Observe-se, que a súmula 324 já delineia os contornos do que será futuramente previsto na Constituição Federal de 1988, que a imunidade compreende, salvo previsão específica, conforme já dissertado, apenas impostos.

Nas linhas constitucionais, a imunidade, ordinariamente, compreende apenas impostos. Todavia, devido a evolução do pensamento doutrinário sobre a matéria, foi defendido que toda imposição negativa de competência tributária veiculada em sede da constituição federal é, em verdade, uma hipótese de imunidade tributária.

Assim, não obstante a nomenclatura utilizada pelo legislador constituinte, a Constituição Federal de 1988 previu hipóteses específicas de imunidades para taxas e contribuições especiais.

Além do exposto, já foi defendido o posicionamento no capítulo anterior, postula-se que pela própria natureza do instituto, deve ser reconhecida e admitida amplamente a incidência da norma imunizante em qualquer espécie tributária e não somente sobre a figura dos impostos como aduzido pelo legislador constitucional.

Ademais, no que concerne a súmula 336, esta veio a novamente explicitar que as transações imobiliárias entre particulares não devem ser objetos da imunidade tributária.Com isso, no caso de um autarquia financiar a aquisição imobiliária de um particular, tal ato não está incluso como objeto da imunidade recíproca, devendo incidir os encargos tributários devido.

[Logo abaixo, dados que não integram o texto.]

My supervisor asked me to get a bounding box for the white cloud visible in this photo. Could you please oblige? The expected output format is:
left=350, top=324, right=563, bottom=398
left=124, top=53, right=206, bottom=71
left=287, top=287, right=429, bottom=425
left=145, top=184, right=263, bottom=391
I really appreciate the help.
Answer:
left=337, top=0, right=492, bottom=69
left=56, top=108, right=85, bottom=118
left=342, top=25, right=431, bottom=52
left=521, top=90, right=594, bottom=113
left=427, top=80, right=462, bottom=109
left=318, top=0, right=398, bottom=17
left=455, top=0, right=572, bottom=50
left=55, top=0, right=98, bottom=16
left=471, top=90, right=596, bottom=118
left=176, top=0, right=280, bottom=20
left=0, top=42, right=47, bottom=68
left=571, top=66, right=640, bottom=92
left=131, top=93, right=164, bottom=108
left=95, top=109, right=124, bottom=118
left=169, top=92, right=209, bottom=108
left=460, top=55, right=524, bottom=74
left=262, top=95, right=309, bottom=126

Diga-se, na Constituição de 1969, foram editadas mais duas súmulas:

SÚMULA 553

O Adicional ao Frete para Renovação da Marinha Mercante (AFRMM) é contribuição parafiscal, não sendo abrangido pela imunidade prevista na letra d, inciso III, do art. 19, da Constituição Federal195.

SÚMULA 583

Promitente-Comprador de imóvel residencial transcrito em nome de autarquia é contribuinte do imposto predial territorial urbano196.

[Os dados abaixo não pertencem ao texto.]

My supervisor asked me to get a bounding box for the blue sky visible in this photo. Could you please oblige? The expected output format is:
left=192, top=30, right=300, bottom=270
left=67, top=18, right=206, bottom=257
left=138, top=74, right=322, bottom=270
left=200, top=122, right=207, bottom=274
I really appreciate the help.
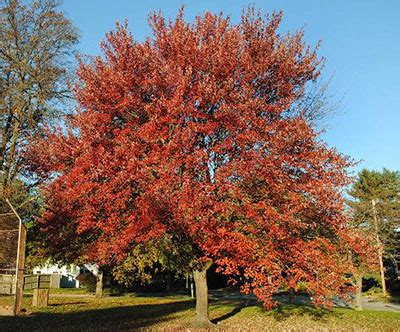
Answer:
left=62, top=0, right=400, bottom=174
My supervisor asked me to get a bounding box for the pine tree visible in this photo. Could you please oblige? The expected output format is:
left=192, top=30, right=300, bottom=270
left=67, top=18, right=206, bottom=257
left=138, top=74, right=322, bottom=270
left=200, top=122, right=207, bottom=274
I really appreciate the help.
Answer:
left=349, top=169, right=400, bottom=296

195 BRASIL. Supremo Tribunal Federal. Súmula nº 553: O Adicional ao Frete para Renovação da Marinha

Mercante (AFRMM) é contribuição parafiscal, não sendo abrangido pela imunidade prevista na letra d, inciso III, do art. 19, da Constituição Federal. Disponível em: <

http://www.stf.jus.br/portal/cms/verTexto.asp?servico=jurisprudenciaSumula&pagina=sumula_501_600> Acesso em 10 jan 2017

196 BRASIL. Supremo Tribunal Federal. Súmula nº 583: Promitente-Comprador de imóvel residencial transcrito

em nome de autarquia é contribuinte do imposto predial territorial urbano l. Disponível em: <

http://www.stf.jus.br/portal/cms/verTexto.asp?servico=jurisprudenciaSumula&pagina=sumula_501_600> Acesso em 10 jan 2017

Admoeste-se, também, que a previsão da súmula 583, ao afirmar que a imunidade não exonera o promitente comprador de recolher o imposto de transmissão relativamente a bem imóvel de propriedade de entidade imune, veio a ser reconhecido na Carta Magna pela disposição do artigo 150, parágrafo 3o, in fine.

Por fim, a súmula 591 foi constituída à luz de uma mudança do pensamento do Supremo Tribunal Federal referente a incidência da imunidade sobre os impostos indiretos. Nesse cenário, assim é redigida:

SÚMULA 591

A imunidade ou a isenção tributária do comprador não se estende ao produtor, contribuinte do imposto sobre produtos industrializados.

Tal pensamento é melhor esclarecido quando Regina Helena Costa, manifestando-se sobre o Recurso Extraordinário n. 68.215/SP e 68.097 que motivou a edição da súmula 591, salientando que o referido entendimento levou a conclusão o Supremo Tribunal Federal, quando este ''passou a afirmar que a imunidade recíproca não protegia os vendedores de mercadoria a entes públicos. Tal conclusão cristalizou-se na súmula 591, enunciada em 15 de dezembro de 1976197.

À luz do exposto, percebe-se que não somente a atividade legislativa, como demonstrado pela análise das constituições brasileiras, mas também a jurisprudência, debruçou-se imensamente sobre a análise dos efeitos e extensões da imunidade recíproca.

Dessa forma, através das súmulas editadas sobre a matéria, a imunidade recíproca sofreu diversas transformações ao longo da evolução do direito brasileiro até culminar com o posicionamento cristalizado na Constituição Federal de 1988, que, como melhor esclarecido adiante, ainda encontra-se muito aquém de uma regulação satisfatória da matéria.